The patented tool-head design of the MAX™ delivers precision, computer-controlled working forces behind its perishable tooling media and produces consistent, ultra-price edge and surface finishes. Active axes, along with automatic wheel-wear compensation control, allow a wide range of media to be applied with different, precise forces to every part as each tool head moves over different surfaces, performing multiple, distinct deburring and surface finishing processes. In addition, the technology can create different sized chamfers and edge radii to distinct areas of the same part, and apply these combined functions within a single cycle for precise quality and consistency, at extremely high throughput rates.

Along with its Focused Deburring™, the MAX System™ delivers selective surface finishing for only the part surfaces manufacturers deliberately choose to finish. The MAX™’s selective finishing abilities — to quickly process some part features and completely avoid others, without requiring part masking or special setup adjustments — is a new option for this industry, especially for those who have leaned heavily on abrasive finishing.

Perhaps the biggest misconception of the MAX™ is price. Back to the 1960s and 1970s everyone thought CNC machines would never replace manual mills and lathes for the same reason. Today, manual shops are all but nonexistent. The MAX™ is less expensive than most CNC machines with comparable axes numbers. The MAX™ has begun to take deburring, chamfering, and selective surface finishing by storm, because it does the job faster, better, cheaper, and without requiring skilled operators.

Combining Focused Deburring™, chamfering, and finishing allows the MAX™ to work specific part-features. The advantages realized from Focused Deburring™, Chamfering, and Finishing are: 1) reduced cost-per-part, 2) least amount of energy consumed per part, and 3) greatest number of parts produced per perishable tool use. By precisely deburring and finishing only surfaces you want processed, the MAX™ saves you time, consumables cost, and energy, for MAX™(imum) Efficiency.

Product Specifications

James Engineering revealed an automated alternative to traditional deburring and chamfering methods with its patented 11-axis MAX System™ CNC-type deburring and chamfering machine that includes technology to increase speed and simplify programming, setup, and operation. This machine consists of two, five-axis heads and a C-axis rotary worktable. Servomotors position the heads via an X-Y overhead gantry using hardened, chrome, ground shafts and carriers with multiple, preloaded bearings.

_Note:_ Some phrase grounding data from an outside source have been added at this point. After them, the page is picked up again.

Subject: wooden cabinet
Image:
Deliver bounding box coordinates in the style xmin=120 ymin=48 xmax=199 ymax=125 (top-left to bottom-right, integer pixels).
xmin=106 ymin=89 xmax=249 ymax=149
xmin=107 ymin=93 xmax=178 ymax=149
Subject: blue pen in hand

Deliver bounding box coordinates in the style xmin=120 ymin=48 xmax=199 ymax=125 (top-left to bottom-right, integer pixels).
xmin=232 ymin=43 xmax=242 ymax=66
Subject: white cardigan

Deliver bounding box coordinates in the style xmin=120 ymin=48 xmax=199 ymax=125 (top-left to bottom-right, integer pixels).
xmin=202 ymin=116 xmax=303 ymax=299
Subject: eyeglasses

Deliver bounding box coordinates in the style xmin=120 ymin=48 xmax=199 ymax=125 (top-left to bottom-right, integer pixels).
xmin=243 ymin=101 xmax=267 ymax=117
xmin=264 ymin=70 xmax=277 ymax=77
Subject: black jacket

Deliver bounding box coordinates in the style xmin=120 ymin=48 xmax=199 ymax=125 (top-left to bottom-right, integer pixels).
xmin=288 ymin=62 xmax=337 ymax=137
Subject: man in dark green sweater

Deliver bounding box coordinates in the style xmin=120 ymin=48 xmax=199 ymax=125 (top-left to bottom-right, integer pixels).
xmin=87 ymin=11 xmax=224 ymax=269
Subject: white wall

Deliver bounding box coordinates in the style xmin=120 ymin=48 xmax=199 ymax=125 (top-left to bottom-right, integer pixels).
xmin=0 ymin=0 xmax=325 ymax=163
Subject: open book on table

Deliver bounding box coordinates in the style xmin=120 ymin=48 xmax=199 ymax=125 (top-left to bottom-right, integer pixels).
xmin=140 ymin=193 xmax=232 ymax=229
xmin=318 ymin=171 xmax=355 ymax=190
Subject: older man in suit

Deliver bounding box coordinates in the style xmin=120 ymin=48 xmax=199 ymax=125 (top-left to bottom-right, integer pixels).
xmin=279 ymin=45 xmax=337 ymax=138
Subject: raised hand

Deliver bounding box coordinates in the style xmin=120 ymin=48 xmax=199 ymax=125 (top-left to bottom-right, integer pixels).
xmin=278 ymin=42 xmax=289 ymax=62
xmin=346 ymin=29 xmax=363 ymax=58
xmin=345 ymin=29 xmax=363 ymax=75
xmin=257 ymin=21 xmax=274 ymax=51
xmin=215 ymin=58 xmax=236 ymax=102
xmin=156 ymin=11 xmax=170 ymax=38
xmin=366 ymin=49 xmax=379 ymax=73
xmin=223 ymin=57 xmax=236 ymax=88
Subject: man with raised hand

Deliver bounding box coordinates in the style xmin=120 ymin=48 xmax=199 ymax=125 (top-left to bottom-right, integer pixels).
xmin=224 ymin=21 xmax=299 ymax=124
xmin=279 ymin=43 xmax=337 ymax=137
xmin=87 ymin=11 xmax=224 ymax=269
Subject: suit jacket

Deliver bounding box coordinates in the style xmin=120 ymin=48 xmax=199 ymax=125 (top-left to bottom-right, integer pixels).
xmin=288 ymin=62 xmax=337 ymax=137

In addition, the MAX System™ features multiple nozzles delivering water-based coolant with a rust inhibitor at 200 gpm to not only keep the part and tools cool during an operation, but also to wash the part and machine work zone. The two heads can perform finishing operations concurrently using various brushes and abrasive tools to minimize overall cycle times. Both of the heads are fully customizable with twelve types of tools available.

One of the main features of the MAX System™ is having the ability to store as many as 100 part programs, referred to as “recipes”. Individual operations can be chained together to further speed programming. The MAX™ is capable of such high precision that the company calls it “Focused Deburring™” so only the part or place on that part that requires finishing operations are touched, ensuring the finished product will meet perfect standards.